Mr. Accardo graduated from Torrington High School in 1945 and studied physics at MIT, finishing with a bachelor’s degree three years later. He moved to New Jersey, where he was a physicist at the Army Signal Corps research and development laboratory at Fort Monmouth. In 1951, his family said, Mr. Accardo and two colleagues published their electroluminescence research in the journal Physical Review. That same year he graduated from New York University with a master’s in physics.
During the Korean War he was a second lieutenant, stationed in Germany with the Signal Corps, and served until 1955. Assigned to classified work, he used seismographic equipment to help monitor the Soviet Union’s development of a hydrogen bomb, and his facility with languages came in handy when he traveled through Europe.
On leave in Rome “he utilized his fluent Italian to fend off an Italian police officer while one of his Army pals tried to chisel off a piece of the Colosseum as a souvenir,” his son Peter wrote.
Returning to New Jersey after his military service ended, Mr. Accardo was in a car when he spotted Edna Ertle, a kindergarten teacher from Red Bank, N.J., walking along a street. They met later when both were at the same restaurant, and they married in 1956.
The couple moved to Woburn before settling in Winchester. At Geophysics Corp. of America, Mr. Accardo’s work included Cold War defense projects involving rockets and studying atmospheric changes during solar eclipses.
In the early 1970s, his family said, he and two colleagues launched Epsilon Laboratories, which Mr. Accardo served as president. His family said he helped the company develop an instrument carried on the second mission of the space shuttle Columbia. The equipment monitored contaminants, created by the spacecraft, which might hamper on-board infrared imaging systems.
At MIT’s Industrial Liaison Program, Mr. Accardo became director of Asian operations. The Order of the Sacred Treasure he received in 2002 had previously been awarded to Paul E. Gray and Jerome B. Weisner, both former MIT presidents.
“Distinguished company, I must say,” Mr. Accardo told the MIT News that year.
His work took him to Japan regularly as he organized seminars for companies there and helped establish the annual MIT in Japan symposium, which provided “platforms for discussing future trends of research and technology and collaboration that has benefited our global society,” Muto wrote to Mr. Accardo’s widow.
Muto added that Mr. Accardo’s “warm and kind personality made him a joy to work with and spend time with. This loss is keenly felt not only by the consulate and MIT, but also by the greater Japanese community of Massachusetts.”

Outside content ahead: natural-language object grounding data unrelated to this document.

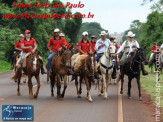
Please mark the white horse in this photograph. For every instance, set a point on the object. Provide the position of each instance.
(105, 66)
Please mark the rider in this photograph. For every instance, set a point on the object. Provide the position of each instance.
(93, 43)
(28, 44)
(154, 49)
(17, 50)
(129, 46)
(55, 44)
(84, 44)
(101, 45)
(112, 39)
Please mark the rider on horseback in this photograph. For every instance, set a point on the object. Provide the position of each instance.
(55, 44)
(17, 50)
(28, 44)
(101, 45)
(129, 47)
(153, 49)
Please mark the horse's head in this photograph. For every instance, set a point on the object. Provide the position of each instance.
(35, 58)
(111, 50)
(141, 54)
(67, 54)
(91, 64)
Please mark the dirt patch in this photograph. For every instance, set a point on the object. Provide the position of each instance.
(149, 105)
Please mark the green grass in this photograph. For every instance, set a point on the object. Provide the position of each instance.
(4, 66)
(148, 83)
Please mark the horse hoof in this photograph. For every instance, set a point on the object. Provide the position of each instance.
(79, 96)
(18, 94)
(106, 98)
(121, 92)
(140, 98)
(31, 97)
(90, 100)
(99, 94)
(35, 96)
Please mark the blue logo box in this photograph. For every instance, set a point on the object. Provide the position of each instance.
(17, 112)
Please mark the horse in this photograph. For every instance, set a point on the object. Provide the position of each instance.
(33, 66)
(132, 69)
(84, 68)
(16, 64)
(60, 66)
(105, 68)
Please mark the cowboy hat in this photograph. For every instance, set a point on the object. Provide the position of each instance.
(61, 34)
(93, 36)
(85, 33)
(27, 31)
(57, 30)
(21, 35)
(130, 34)
(103, 33)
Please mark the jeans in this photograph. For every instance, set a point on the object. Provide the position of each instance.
(22, 60)
(50, 57)
(99, 55)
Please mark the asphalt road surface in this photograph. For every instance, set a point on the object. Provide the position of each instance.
(72, 109)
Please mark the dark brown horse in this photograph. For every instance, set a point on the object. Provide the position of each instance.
(33, 66)
(86, 72)
(60, 66)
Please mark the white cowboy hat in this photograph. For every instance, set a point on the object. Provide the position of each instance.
(61, 34)
(85, 33)
(21, 35)
(103, 33)
(57, 30)
(130, 34)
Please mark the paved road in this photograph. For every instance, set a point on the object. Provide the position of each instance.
(73, 109)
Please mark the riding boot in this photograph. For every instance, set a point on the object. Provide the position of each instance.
(43, 70)
(143, 70)
(96, 76)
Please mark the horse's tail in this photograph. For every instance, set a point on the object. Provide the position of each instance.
(17, 75)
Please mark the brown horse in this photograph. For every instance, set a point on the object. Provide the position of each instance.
(33, 66)
(16, 65)
(60, 66)
(84, 68)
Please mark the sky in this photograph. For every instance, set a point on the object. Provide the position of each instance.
(113, 15)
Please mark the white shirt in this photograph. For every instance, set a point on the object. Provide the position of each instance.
(130, 44)
(104, 48)
(161, 46)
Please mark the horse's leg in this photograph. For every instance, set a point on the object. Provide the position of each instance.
(122, 80)
(58, 86)
(30, 86)
(102, 85)
(88, 89)
(105, 87)
(139, 87)
(98, 87)
(80, 88)
(52, 81)
(18, 89)
(129, 87)
(38, 86)
(76, 84)
(65, 86)
(25, 78)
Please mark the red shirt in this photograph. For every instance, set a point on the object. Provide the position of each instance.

A service has been held for Mr. Accardo, who in addition to his wife, Edna, and sons Tom and Peter leaves two other sons, Carl of Derry, N.H., and James of Winchester; two daughters, Edna Accardo-Walls of Winchester and Laura Norquist of Paradise Valley, Ariz.; three sisters, Anne Horvitz of Grand Rapids, Mich., and Theresa Sloane and Arlene LaMere, both of Torrington, Conn.; and seven grandchildren.
While living in Winchester, Mr. Accardo coached Little League baseball, and “when it came time to draft players for his team,” his son Tom recalled, “very often he would subordinate talent to just letting a kid play who wanted to play.”
Mr. Accardo also enjoyed attending dinners, as a guest, of the Speckled Band of Boston, a Sherlock Holmes society, and he collected Eskimo art and rare books.
“At his first book auction in New York, he became so carried away after successfully bidding on the one book he wanted, he had a difficult time keeping his bidder’s paddle down,” his son Peter wrote in an e-mail, “and ultimately came home with a carton full of rare books.”